Sou absolutamente louca pelo exuberante e febril va-va-voom da tuberosa, e é sempre uma boa altura para ver como isso é interpretado através das lentes de diferentes perfumistas. Charade, de Sarah Baker, entra em cena com uma dama de tuberosa, não a clássica e opulenta diva que se poderia esperar. Esta é toda ela uma efervescência maliciosa; imagine as vozes de Queenie Goldstein ou Betty Boop, com um sussurro ofegante e risonho de champanhe e mel. Mas há uma reviravolta no enredo! Enquanto a nossa vertiginosa tuberosa o distraía com a sua chicana artística e ambrosial, surge uma fernura vegetal e um elfo de Lothlorien sai das sombras, uma seta silvestre apontada ao seu coração. A luxúria da tuberosa entrelaça-se com as notas verdejantes, unindo as nossas duas estrelas, criando uma tensão cativante. O ylang-ylang acrescenta uma languidez suavemente decadente, enquanto o styrax e o benjoim tecem um rasto ténue de doçura balsâmica e fumada. O acorde de couro parece estar fora de lugar, mas é o terroso e oleoso diretor de couro que mantém esta improvável produção teatral
Como é que posso dizer isto sem ser indelicado? Shangri-La de Hiram Green é menos uma exuberante e harmoniosa terra prometida utópica e mais um menagerie infernal imaginado por Hieronymus Bosch, arruinado e atormentado, condenado e amaldiçoado - todo o horror, grandeza e loucura desenfreada do cosmos, destilados num aroma raspantemente caótico. A explosão inicial de pêssegos demasiado maduros e fermentados e de citrinos atinge-nos de forma acre, trombeteada diretamente do traseiro rosa brilhante de um monstro bizarro; a decadência balsâmica do jasmim envolve-nos num lençol felpudo e febril de um pássaro comedor de homens com troncos dourados, para nos lembrar que tudo é vaidade e que os prazeres da carne são fugazes, e os beijos estranhamente condimentados de uma freira suína permanecem na nossa pele como uma recordação grotesca de um carnaval de depravação. Em que mente perversa é que isto é um Shangri-La? Acho que o Hiram Green nos está a enganar.

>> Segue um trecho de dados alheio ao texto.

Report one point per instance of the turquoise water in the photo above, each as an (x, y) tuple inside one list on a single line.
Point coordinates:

Eris Perfumes Mx é o eco rastejante e inquietante de um pensamento intrusivo, uma fixação, uma compulsão que vibra sob a sua pele e provoca inquietação e intriga em igual medida. Gotas hipnotizantes de açafrão, um murmúrio almiscarado de algo primitivo, algo enervante. Sândalo aveludado, um toque de calor, de conforto, mas algo não está bem. Um arrepio de gengibre, uma picada de pimenta, aguda e repentina, que nos faz acordar, lembrando-nos que não somos nós próprios. O espelho oscila, reflecte os olhos de um estranho que não reconhecemos, um sorriso nos lábios que não são os nossos. Secreto, íntimo e puro, este é o perfume de um sussurro que se agarra a si, a memória de acções que não consegue explicar, de escolhas que não fez. São seus, esses anseios, ou você se tornou um fascínio, um recipiente para o não convidado, uma atração enlouquecedora solta do escuro?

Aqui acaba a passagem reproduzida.